State Key Laboratory of Fluid Power Transmission & Control, Zhejiang University, Hangzhou, China.
Sci Prog. 2023 Apr-Jun;106(2):368504231180090. doi: 10.1177/00368504231180090.
Collaborative filtering is a kind of widely used and efficient technique in various online environments, which generates recommendations based on the rating information of his/her similar-preference neighbors. However, existing collaborative filtering methods have some inadequacies in revealing the dynamic user preference change and evaluating the recommendation effectiveness. The sparsity of input data may further exacerbate this issue. Thus, this paper proposes a novel neighbor selection scheme constructed in the context of information attenuation to bridge these gaps. Firstly, the concept of the preference decay period is given to describe the pattern of user preference evolution and recommendation invalidation, and thus two types of dynamic decay factors are correspondingly defined to gradually weaken the impact of old data. Then, three dynamic evaluation modules are built to evaluate the user's trustworthiness and recommendation ability. Finally, A hybrid selection strategy combines these modules to construct two neighbor selection layers and adjust the neighbor key thresholds. Through this strategy, our scheme can more effectively select capable and trustworthy neighbors to provide recommendations. The experiments on three real datasets with different data sizes and data sparsity show that the proposed scheme provides excellent recommendation performance and is more suitable for real applications, compared to the state-of-the-art methods.

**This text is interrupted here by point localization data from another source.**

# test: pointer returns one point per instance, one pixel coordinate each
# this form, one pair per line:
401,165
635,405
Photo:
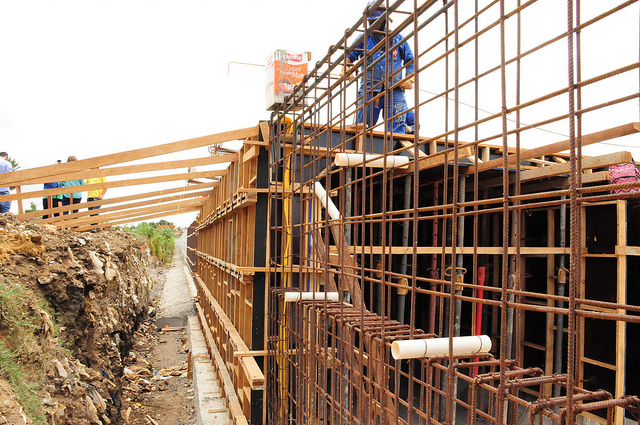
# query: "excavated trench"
77,324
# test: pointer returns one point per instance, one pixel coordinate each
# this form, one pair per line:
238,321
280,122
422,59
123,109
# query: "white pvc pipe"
371,160
327,202
295,296
435,347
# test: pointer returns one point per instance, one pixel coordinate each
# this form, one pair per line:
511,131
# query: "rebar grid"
469,237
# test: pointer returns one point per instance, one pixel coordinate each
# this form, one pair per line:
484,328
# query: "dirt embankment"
69,306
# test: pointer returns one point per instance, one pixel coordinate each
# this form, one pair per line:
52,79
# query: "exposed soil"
167,398
90,353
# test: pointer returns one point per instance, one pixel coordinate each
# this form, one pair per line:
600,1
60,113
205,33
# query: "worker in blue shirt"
375,84
5,167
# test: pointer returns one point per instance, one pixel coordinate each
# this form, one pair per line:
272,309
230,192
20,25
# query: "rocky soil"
82,336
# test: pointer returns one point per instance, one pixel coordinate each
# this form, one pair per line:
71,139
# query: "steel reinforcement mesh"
486,206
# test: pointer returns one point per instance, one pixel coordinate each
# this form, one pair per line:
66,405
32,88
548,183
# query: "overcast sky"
91,77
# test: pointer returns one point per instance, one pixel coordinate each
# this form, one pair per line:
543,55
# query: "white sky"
90,77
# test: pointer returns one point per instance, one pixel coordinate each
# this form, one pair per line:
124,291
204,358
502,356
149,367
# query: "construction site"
474,267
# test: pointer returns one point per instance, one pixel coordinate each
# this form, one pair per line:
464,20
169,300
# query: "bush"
20,327
160,236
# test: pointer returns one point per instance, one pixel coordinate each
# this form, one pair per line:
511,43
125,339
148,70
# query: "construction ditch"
78,339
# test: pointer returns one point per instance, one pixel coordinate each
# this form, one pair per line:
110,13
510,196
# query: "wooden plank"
440,158
231,398
265,131
491,250
564,168
6,179
139,168
112,184
600,136
587,164
253,372
621,298
102,211
408,144
102,217
102,202
250,154
144,217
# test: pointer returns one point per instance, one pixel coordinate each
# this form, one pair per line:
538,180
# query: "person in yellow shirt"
95,195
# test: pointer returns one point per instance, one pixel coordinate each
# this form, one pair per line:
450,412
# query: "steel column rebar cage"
496,214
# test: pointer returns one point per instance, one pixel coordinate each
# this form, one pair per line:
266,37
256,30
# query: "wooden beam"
118,215
587,164
408,144
253,373
231,397
421,250
439,158
589,139
123,207
117,183
139,168
144,217
562,168
59,210
7,179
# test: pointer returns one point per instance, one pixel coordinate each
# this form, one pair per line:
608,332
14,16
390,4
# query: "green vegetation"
160,236
20,328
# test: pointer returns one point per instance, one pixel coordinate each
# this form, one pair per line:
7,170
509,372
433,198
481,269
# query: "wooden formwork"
231,253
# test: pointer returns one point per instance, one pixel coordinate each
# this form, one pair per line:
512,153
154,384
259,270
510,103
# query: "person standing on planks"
378,63
75,197
5,167
50,201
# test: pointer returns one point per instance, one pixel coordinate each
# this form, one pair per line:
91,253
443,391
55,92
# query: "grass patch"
20,323
160,237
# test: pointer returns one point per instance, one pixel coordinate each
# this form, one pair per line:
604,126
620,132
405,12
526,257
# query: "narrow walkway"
177,304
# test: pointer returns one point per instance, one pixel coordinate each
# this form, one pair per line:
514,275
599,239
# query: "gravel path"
176,299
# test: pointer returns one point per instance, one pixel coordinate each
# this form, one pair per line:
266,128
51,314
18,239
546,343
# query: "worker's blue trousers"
371,112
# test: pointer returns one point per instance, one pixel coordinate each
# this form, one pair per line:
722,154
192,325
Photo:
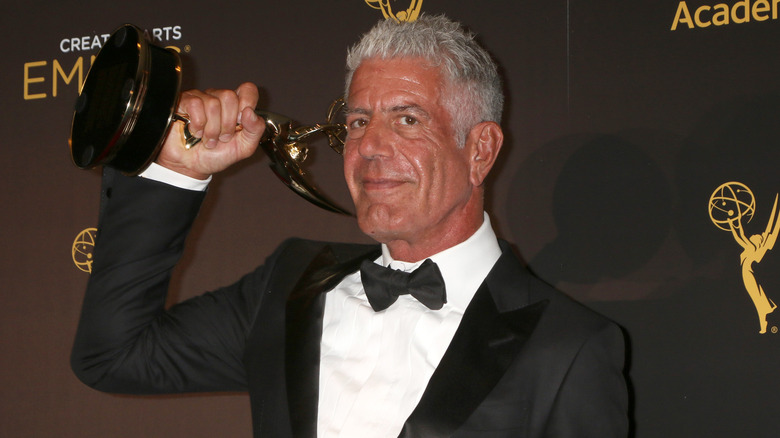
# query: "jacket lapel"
486,342
304,313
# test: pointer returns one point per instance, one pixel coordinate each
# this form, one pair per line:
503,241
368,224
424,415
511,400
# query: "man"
499,353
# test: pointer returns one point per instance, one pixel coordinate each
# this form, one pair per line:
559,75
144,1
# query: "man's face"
407,176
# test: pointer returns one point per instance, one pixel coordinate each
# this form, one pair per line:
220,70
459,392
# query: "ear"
483,143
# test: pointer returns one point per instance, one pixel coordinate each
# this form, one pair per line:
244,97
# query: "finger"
248,96
253,129
229,111
191,104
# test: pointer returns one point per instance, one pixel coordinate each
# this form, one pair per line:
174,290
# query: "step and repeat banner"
640,176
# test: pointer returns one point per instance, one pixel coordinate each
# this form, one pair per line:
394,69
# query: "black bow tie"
384,285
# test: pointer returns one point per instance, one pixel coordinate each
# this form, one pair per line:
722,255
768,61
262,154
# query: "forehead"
377,81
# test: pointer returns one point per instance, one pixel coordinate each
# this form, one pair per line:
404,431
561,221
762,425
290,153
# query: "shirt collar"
463,266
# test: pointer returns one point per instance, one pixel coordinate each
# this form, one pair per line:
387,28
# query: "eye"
408,120
356,124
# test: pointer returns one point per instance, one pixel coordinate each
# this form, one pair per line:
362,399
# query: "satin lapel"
478,356
304,312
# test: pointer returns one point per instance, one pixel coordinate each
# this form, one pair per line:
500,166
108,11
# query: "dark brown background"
618,130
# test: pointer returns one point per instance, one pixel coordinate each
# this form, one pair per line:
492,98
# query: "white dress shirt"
375,366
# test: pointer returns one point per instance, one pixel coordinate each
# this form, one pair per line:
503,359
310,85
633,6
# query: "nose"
376,141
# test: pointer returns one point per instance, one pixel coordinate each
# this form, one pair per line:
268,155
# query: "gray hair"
474,86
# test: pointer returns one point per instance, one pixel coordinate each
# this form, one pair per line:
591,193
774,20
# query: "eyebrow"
412,107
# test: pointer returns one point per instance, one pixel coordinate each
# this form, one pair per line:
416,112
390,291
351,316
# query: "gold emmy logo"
82,249
410,14
731,206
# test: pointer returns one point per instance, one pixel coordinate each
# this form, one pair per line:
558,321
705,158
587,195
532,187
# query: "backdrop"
639,176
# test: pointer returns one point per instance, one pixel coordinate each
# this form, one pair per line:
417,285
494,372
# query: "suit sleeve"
592,401
126,341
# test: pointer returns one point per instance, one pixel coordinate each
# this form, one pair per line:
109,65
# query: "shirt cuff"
163,174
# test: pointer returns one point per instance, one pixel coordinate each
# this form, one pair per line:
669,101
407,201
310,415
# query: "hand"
215,116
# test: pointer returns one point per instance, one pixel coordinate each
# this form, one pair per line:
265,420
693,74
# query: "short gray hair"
474,86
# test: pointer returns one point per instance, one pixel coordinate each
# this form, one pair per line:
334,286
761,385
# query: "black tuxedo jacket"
526,361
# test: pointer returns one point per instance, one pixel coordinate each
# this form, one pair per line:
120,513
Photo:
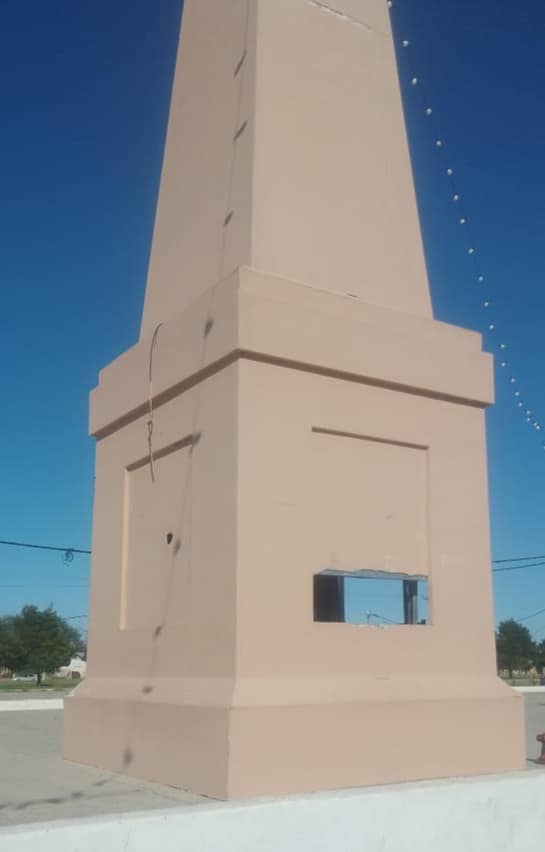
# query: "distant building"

协同过滤是一种在各种在线环境中广泛使用且高效的技术,它基于用户相似偏好邻居的评分信息生成推荐。然而,现有的协同过滤方法在揭示用户偏好的动态变化和评估推荐效果方面存在一些不足。输入数据的稀疏性可能会进一步加剧这个问题。因此,本文提出了一种新的基于信息衰减的邻居选择方案来弥补这些差距。首先,给出了偏好衰减期的概念来描述用户偏好演化和推荐失效的模式,从而相应地定义了两种类型的动态衰减因子来逐渐减弱旧数据的影响。然后,构建了三个动态评估模块来评估用户的可信度和推荐能力。最后,通过混合选择策略将这些模块结合起来构建两个邻居选择层,并调整邻居关键阈值。通过这种策略,我们的方案可以更有效地选择有能力且值得信赖的邻居提供推荐。在三个具有不同数据大小和数据稀疏性的真实数据集上的实验表明,与最先进的方法相比,所提出的方案提供了出色的推荐性能,更适用于实际应用。